This article first appeared in the St. Louis Beacon, Oct. 24, 2012 - The Special School District of St. Louis County has lots of numbers to back up its request for a 19-cent increase in its property tax rate on the ballot next month, but Superintendent John Cary says one in particular makes the case pretty well.
In the year 2000, he says, the district served 500 students diagnosed with autism. Now, that number is 2,500, and it is projected to go much higher.
Why the increase has occurred is an open question, Cary says, but the effects are real.
“There is a national debate ongoing about why there seems to be kind of an explosion in that population,” he said. “At this point, there doesn’t seem to be any definite answer that I have seen.

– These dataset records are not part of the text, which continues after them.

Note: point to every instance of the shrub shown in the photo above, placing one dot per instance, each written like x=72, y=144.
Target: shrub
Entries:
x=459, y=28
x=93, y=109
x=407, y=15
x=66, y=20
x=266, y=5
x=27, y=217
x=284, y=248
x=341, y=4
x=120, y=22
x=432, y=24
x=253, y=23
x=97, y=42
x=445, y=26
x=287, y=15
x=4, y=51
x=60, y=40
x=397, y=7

“But those students are very expensive. We had a budget of about $5 million for them move to $22 million over that amount of time. We’re doing a much better job of diagnosis. We provide a high level of service. Sometimes I think we’re kind of a destination for kids who are diagnosed on that spectrum.”
The tax increase, on the ballot as Proposition S, would raise the district’s levy from its current $1 for each $100 of assessed valuation. The district said that for a home valued at $100,000, it would cost an extra $36.10 a year; if passed, it would raise $41 million a year for the district, which has an annual budget of $390 million and should cover its needs for six years.
Plans for the new money include updated technology, competitive salaries for staff, maintaining services for the growing number of autistic students and providing a safe environment for the needs of the district’s special student population.
With its dual mission, the district serves 24,000 disabled students and 2,000 more who are enrolled in vocational education. The disabled students are served in five district buildings and 260 more buildings in the county's other school districts. The voc-ed students attend classes in 35 programs at the district’s two high schools.
Emphasizing that officials have been fiscally responsible, Cary said that in recent years, as its budget tightened, the district has reduced 5 percent of its staff across the board – teachers, administrators and others – and 19 percent of costs beyond staff. The personnel cuts amounted to between 75 and 100 positions in each of the last three years, he said.
Still, the district projects a deficit of about $10.8 million in the current fiscal year and an even larger one of $15 million the year after that. It last sought a tax increase in November 2006, when an 18-cent hike won 62 percent of the vote.
The district has about $85 million in capital needs to improve outdated buildings; the rest of the new money would support student programs, Cary said. Without the increase, he added, the district would first reduce spending in areas that don’t directly affect student programs, but further staff reductions and no salary increases would most likely go into effect the following year.
Cary said that the cash crunch has come despite what he called close attention to spending and the bottom line.
“We feel like we’ve been pretty vigilant in trying to avoid this,” he said. “But the economy drives revenue, and in my 30 years of working with school budgets, I have never seen all three revenue streams – state, federal and local – go down like they have this time.”
He said that so far, class size has not been affected by recent staff cuts because the student population – in areas other than autistic kids – has dipped about 1.5 percent a year for the past four years. The reduction has helped manage costs, but Cary noted that it has also reduced revenue, which depends in part on enrollment.
Special School District got some budget help a few years ago when it sold its West County Tech building to Westminster Christian Academy, but Cary said that infusion only delayed the tight budget the district faces now.
He also said that changes in the way the district is governed have helped it overcome problems that were widespread in the 1990s and have provided more public oversight.
Filings with the Missouri Ethics Commission show that the campaign for Proposition S has raised about $14,000. No organized opposition has surfaced. Cary said the effort primarily has been an informational one with the people and agencies that the district serves. Compared with campaigns for other issues on the Nov. 6 ballot, the spending is pretty small.
“We’ve been trying to do a lot with Facebook,” he said. “The Vote Yes committee has been out trying to raise money to do some advertising. Obviously, it’s a hard environment in a political year like this, and with this economy, to raise a lot of money, so we’re not sure how much they will be able to raise.”
Cary said that because the district serves such a large area, he felt that putting the tax increase proposal on the November ballot, where turnout is expected to be larger, was the right thing to do. “It’s kind of different from when a local school district is running its own levy,” he said.
And though Proposition S will be competing with other tax increase proposals, such as the push for a higher cigarette tax statewide and the effort to raise the levy in areas served by the St. Louis County Library, he hopes that voters see the need to serve vulnerable children and cast their ballots accordingly. So far, he added, things look good.
“Hopefully,” Cary said, “children with disabilities and the services that we provide will win the day. It does in my mind, but it may not in everybody’s.”